Multilingual XML addon not segmenting after full stops.

Hello, 

I am new to Trados Studio and am not familiar with all of the intricacies of the software yet, so chances are I am missing something obvious, but I am trying to solve an issue where an XML file with embedded content and CDATA sections does not apply segmentation after each full stop. 

I am having to use the Multilingual XML addon due to how the translation targets are set up in the XML file. So the file type is determined by that. 

Is there a way I can add segmentation rules to this filetype or in general, which would allow for the sentences to be segmented after each complete sentence, or full stop? 

Here is what the file looks like in Trados and a section of the XML.

 

<MODULEMAPPING><![CDATA[]]></MODULEMAPPING>
<PAGEMAPPING><![CDATA[]]></PAGEMAPPING>
<TEXT><![CDATA[<span class="dki-text-style-bold" id="yui-gen1289">What is sustainability?</span>]]></TEXT>
<TRANSLATION><![CDATA[]]></TRANSLATION>
<TYPE><![CDATA[elementMeta]]></TYPE>
</CONTENT>
<CONTENT CF_TYPE='query'>
<COURSEMAPPING><![CDATA[]]></COURSEMAPPING>
<ELEMENTMAPPING><![CDATA[Content]]></ELEMENTMAPPING>
<ID><![CDATA[72310]]></ID>
<LASTMODIFIED><![CDATA[]]></LASTMODIFIED>
<LEARNINGOBJECTMAPPING><![CDATA[]]></LEARNINGOBJECTMAPPING>
<MODULEMAPPING><![CDATA[]]></MODULEMAPPING>
<PAGEMAPPING><![CDATA[]]></PAGEMAPPING>
<TEXT><![CDATA[Sustainability focuses on meeting the needs of the present without compromising the ability of future generations to meet their own needs (Brundtland Report, 1987).<br /><br />To be sustainable, businesses must consider environmental, social and economic impacts in the long-term when making business decisions, rather than only focusing on short-term gains. This involves thinking more holistically beyond immediate considerations of profit and loss.<br /><br />Sustainability requires us to manage environmental, social and economic risks and opportunities for long-term value creation, securing business longevity and building ongoing business success.
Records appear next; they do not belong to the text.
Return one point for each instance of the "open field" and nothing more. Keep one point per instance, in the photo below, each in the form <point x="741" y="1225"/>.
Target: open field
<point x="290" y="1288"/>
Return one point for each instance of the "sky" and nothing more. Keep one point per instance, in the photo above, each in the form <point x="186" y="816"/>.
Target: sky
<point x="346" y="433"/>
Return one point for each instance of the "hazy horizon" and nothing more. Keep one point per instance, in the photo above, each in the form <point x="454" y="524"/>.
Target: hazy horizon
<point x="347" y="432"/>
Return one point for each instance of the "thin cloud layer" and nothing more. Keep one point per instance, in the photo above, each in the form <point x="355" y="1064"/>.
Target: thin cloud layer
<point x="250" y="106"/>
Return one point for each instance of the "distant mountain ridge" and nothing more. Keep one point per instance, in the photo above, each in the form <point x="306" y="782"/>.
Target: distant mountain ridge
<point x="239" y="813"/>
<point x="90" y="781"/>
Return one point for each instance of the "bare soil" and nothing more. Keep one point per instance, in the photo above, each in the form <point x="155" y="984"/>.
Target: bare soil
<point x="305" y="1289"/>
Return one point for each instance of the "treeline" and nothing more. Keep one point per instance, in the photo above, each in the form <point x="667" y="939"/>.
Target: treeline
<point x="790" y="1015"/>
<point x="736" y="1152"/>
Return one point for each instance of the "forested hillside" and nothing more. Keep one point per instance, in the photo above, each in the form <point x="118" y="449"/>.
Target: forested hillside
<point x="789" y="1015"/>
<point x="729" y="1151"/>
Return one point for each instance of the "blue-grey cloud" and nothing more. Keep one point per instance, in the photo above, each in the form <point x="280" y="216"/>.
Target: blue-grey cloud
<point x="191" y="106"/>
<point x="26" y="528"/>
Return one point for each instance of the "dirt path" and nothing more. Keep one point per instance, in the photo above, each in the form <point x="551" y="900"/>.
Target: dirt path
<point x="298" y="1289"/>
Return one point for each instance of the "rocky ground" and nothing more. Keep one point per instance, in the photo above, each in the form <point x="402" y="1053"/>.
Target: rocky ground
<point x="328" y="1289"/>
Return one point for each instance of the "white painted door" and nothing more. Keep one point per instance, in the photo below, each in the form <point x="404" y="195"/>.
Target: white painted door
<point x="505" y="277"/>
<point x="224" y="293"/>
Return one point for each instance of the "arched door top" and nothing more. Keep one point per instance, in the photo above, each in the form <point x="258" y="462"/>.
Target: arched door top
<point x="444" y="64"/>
It is at the core of our business operations, our purpose and our strategy for growth.<br /><br />A focus on sustainability enhances the reputation of our brand with our customers, investors and in our local communities and ensures our business continues to be resilient in the face of global megatrends, such as climate change and resource scarcity.]]></TEXT>
<TRANSLATION><![CDATA[]]></TRANSLATION>
<TYPE><![CDATA[elementMeta]]></TYPE>
</CONTENT>
<CONTENT CF_TYPE='query'>
<COURSEMAPPING><![CDATA[]]></COURSEMAPPING>
<ELEMENTMAPPING><![CDATA[Content]]></ELEMENTMAPPING>
<ID><![CDATA[72302]]></ID>
<LASTMODIFIED><![CDATA[]]></LASTMODIFIED>
<LEARNINGOBJECTMAPPING><![CDATA[]]></LEARNINGOBJECTMAPPING>

If more information is needed to help with this, please let me know which and I'll try to provide that. 

Thank you.



Moved the sample code into a code box.
[edited by: Paul at 1:25 PM (GMT 0) on 24 Jan 2022]
emoji
  • I am still unable to determine how to resolve this issue, I've checked the translation memory and the default full stop rule is in place. I've even tried adding an additional one to segment for anything before and after a full stop but with no luck. Any help on this would be appreciated. 

    emoji
  • I'm afraid this is not possible at the moment. Normal segmentation rules applied inside the CDATA section, using the APIs, is a problem we are still trying to solve for this app.  We'll update you as soon as we have something sensible updated.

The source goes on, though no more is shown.